Individuelle Markierung erlaubt systematische Analyse äußerer Einflüsse

Ein internationales Forscherteam hat einzelne Nanopartikel aus einer Legierung der Katalysator-Materialien Platin und Rhodium unter technisch relevanten Bedingungen untersucht. Die Analyse mit Hilfe von Röntgenstrahlung und unter dem Rasterelektronenmikroskop zeigt, wie die beiden Metalle auf unterschiedliche Umgebungsbedingungen reagieren und sich dabei an der Oberfläche des Nanopartikels anreichern. Das Team um Hoydoo You vom Argonne National Laboratory in den USA stellt seine Studie im Fachblatt „Physical Review Letters“ vor.

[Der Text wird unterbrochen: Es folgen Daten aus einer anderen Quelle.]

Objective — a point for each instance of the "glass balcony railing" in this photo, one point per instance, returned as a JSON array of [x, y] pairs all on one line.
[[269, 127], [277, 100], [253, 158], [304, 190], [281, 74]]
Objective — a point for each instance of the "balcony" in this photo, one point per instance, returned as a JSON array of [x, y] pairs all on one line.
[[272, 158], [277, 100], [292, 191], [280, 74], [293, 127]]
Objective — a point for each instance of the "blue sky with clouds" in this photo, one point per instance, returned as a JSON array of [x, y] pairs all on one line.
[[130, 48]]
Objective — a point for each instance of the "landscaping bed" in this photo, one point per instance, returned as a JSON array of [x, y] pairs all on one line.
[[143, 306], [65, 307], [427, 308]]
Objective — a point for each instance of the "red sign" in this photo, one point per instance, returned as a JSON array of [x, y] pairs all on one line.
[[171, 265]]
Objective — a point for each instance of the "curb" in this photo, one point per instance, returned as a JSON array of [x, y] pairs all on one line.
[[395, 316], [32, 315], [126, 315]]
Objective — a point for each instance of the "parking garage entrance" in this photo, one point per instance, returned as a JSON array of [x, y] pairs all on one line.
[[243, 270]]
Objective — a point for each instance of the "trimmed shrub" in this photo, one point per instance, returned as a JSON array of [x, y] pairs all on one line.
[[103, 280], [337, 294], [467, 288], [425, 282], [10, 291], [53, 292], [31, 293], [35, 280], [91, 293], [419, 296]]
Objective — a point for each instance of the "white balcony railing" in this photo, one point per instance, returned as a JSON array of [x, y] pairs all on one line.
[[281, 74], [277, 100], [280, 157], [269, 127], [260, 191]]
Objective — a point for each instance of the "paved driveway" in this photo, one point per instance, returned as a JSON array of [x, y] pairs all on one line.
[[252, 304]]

Das im Röntgenstrahl untersuchte Platin-Rhodium-Nanopartikel unter dem Rasterelektronenmikroskop. Das Partikel ist rund 143 Nanometer breit und knapp 213 Nanometer lang. Bild: DESY, Arno Jeromin
„Die Ergebnisse können helfen zu verstehen, wie wir Katalysator-Nanopartikel länger aktiv halten können“, erläutert Ko-Autor Thomas Keller aus dem DESY-NanoLab. Katalysatoren sind Stoffe, die eine chemische Reaktion ermöglichen, ohne dabei selbst verbraucht zu werden. Sie kommen in zahlreichen Gebieten der Chemie zum Einsatz, unter anderem auch als Abgaskatalysatoren im Auto, wo sie die Oxidierung von schädlichen Stoffen wie Kohlenmonoxid und Stickoxiden zu weniger bedenklichen Verbindungen anregen. Sowohl Rhodium als auch Platin sind technisch von großer Bedeutung und auch als Mischung häufige Katalysatormaterialien.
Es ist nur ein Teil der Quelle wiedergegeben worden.